A plurality of μXrD images can be obtained for each sample by changing the position and/or orientation of the tested component. The detected x-rays can be processed to determine a phase map of the imaged material based upon the intensity peaks. The phase map can provide a microstructure image of the material. After the images have been captured and processed, they may be analyzed to determine the material properties of the material being imaged. The analysis can include data mining of data store to determine the corresponding properties. Comparison of the captured image(s) with a data store of reference images (or other information) that have been correlated to measured properties such as, e.g., tensile strength, hardness, durability, etc. can be used to determine the material properties of the tested component 106. Various pattern recognition applications can be used to match the acquired image to the appropriate information in the data store. In some implementations, neural networks may be trained to determine material properties based upon the μXrD image(s).

For example, many high strength steels comprise a ferrite and martensitic microstructure with grains having two different phases (e.g., α-ferrite and cementite). The grain size and/or orientation can affect the material properties of the steel. By illuminating the tested component 106 with an 8 keV x-ray source 103 having a wavelength of 1.5 Å, the incident x-rays can penetrate the material surface by up to 4.2 μm. In this way, the material can be evaluated in three-dimensions (including multiple atomic planes below the surface of the material). The beam spot can be moved over the surface of the material to cover a defined area. Measurement of the intensity peaks by the detector grid allows for differentiation of the grain phases. A phase map of the material can be reconstructed from the fixed angle diffraction and this information can be used to establish the spatial coordinates of the origin of the intensity peaks. By understanding the phase structure of the examined material, it is possible to determine the corresponding material properties using, e.g., the test information from the data store.

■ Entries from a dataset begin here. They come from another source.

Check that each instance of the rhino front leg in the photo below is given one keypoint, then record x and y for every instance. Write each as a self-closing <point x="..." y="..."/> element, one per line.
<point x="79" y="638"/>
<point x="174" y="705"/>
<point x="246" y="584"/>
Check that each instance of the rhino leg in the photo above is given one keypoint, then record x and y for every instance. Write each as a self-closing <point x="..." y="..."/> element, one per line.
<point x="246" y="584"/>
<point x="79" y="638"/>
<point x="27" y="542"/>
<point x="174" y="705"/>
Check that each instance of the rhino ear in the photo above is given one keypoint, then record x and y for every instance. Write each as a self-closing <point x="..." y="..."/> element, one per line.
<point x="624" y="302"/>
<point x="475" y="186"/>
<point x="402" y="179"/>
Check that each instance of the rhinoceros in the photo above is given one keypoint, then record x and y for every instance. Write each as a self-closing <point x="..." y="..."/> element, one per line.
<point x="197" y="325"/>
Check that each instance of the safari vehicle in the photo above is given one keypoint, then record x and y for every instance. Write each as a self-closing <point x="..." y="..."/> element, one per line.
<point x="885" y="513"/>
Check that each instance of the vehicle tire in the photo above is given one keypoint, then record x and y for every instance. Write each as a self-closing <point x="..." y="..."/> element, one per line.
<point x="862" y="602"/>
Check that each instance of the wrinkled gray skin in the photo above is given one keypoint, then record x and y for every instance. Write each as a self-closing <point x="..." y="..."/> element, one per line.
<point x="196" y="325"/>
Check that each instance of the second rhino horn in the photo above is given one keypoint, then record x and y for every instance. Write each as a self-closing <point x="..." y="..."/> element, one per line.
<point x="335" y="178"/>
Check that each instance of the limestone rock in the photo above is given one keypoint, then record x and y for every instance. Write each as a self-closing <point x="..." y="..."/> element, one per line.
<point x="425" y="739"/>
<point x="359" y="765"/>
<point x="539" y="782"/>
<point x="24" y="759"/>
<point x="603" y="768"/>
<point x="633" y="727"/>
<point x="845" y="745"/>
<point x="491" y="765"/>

The data store reference information can be obtained through evaluation and destructive testing of existing components. For example, μXrD imaging can be carried out on a plurality of sacrificial components, with multiple images being acquired for each sacrificial component at a variety of angles and positions. These μXrD images can be processed as discussed to obtain phase maps (or microstructure images) for the sacrificial components. Destructive testing may then be carried out to determine the material properties of each of the sacrificial components. This testing information can then be added to the data store and subsequently be used for subsequent identification using non-destructive testing. In some cases, the pattern recognition and/or neural networks can be trained to identify the material properties using the microstructure images (or phase maps) and testing information.

The system of FIG. 1A can be applied to a manufacturing situation where manufactured components 106 can be sequentially supplied to a μXrD imaging system in a predefined orientation. The x-ray source 103 and/or detector 112 can be mechanically repositioned about the current component to obtain one or more μXrD images of the material. For example, the x-ray source 103 and detector 112 may be mounted on rings that encircle a feed line. A manufactured component 106 may be moved into position along the feed line and held in place while the x-ray source 103 and/or detector 112 are adjusted to obtain the μXrD images. The tested component 106 may then move on down the feed line while the next manufactured component 106 moves into position for μXrD imaging. The μXrD images of the manufactured components 106 can then be processed to generate a phase map of the material, and used to determine the material properties through, e.g., pattern recognition with test information in a data store. Acceptance or rejection of the manufactured component may be based at least in part upon the determined material properties and defined material property criteria.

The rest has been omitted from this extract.